In our previous study, we did not observe differences in the accuracy, correlation coefficient, or percentage error when comparing the reference cardiac output (dye dilution method) and estimated continuous cardiac output between children and adults [3]. However, in this study, we found poor agreement between the two methods, although we found good trend agreement between the two methods. Thus, the estimated continuous cardiac output trending ability, in children.
One limitation of this study is the small population. We focussed on paediatric kidney transplant patients because there was a large haemodynamic change.
In conclusion, the standard technique for measuring cardiac output involves the use of a pulmonary artery catheter. However, since a pulmonary artery catheter is highly invasive, we used transoesophageal echocardiography in the current study. At present, none of the minimally invasive continuous cardiac output monitoring systems are generally used in adults [8]; moreover, these systems are not generally used without cardiac echocardiography in paediatric patients [1]. Based on the present study, we suggest that estimated continuous cardiac output measurement is an advantageous, noninvasive method, particularly in paediatric patients.

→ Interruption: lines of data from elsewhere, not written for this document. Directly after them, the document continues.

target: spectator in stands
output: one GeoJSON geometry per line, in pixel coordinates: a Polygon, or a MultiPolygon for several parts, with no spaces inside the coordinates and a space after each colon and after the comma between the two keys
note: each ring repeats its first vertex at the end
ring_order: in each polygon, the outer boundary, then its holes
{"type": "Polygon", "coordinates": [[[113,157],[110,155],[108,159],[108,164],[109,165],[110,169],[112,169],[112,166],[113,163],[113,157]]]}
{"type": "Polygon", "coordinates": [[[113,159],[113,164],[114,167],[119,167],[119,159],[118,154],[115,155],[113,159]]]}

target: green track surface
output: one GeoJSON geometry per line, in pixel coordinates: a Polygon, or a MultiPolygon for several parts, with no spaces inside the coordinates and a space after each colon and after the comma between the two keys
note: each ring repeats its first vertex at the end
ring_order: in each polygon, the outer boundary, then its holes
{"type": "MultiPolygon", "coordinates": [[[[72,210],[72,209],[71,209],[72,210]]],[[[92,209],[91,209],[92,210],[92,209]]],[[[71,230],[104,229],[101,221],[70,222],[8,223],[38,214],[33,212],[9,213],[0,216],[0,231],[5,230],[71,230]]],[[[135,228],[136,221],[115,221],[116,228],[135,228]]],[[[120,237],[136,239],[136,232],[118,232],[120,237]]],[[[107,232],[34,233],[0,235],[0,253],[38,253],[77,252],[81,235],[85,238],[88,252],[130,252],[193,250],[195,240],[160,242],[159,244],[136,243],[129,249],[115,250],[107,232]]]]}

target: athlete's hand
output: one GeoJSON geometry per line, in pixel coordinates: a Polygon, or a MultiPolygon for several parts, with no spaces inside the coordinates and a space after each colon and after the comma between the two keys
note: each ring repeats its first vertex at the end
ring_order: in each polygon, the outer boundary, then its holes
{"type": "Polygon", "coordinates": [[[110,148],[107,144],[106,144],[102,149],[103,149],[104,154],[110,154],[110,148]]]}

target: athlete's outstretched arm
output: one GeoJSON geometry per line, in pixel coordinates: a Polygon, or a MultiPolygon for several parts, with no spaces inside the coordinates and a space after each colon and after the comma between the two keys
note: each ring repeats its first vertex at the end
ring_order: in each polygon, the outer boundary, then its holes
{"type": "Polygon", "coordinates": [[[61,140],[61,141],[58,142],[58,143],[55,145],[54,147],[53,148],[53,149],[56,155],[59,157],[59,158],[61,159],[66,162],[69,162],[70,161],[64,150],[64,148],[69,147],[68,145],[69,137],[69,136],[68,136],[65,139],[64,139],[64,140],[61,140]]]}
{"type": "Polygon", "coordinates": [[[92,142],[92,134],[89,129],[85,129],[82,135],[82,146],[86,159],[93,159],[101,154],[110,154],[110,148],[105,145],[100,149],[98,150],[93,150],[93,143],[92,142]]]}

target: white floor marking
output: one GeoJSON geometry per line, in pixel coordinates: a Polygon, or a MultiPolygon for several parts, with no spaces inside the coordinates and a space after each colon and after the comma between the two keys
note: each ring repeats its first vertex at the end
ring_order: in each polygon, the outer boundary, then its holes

Compliance with Ethical Standards

Ethical Approval: All authors assert that all procedures contributing to this work comply with the ethical standards of the relevant national guidelines on human experimentation and with the Helsinki Declaration of 1975, as revised in 2008.

Informed Consent

Informed consent was obtained from all participants included in the study.

Acknowledgments

We would like to thank Nihon Kohden Corporation, Japan, for providing the equipment.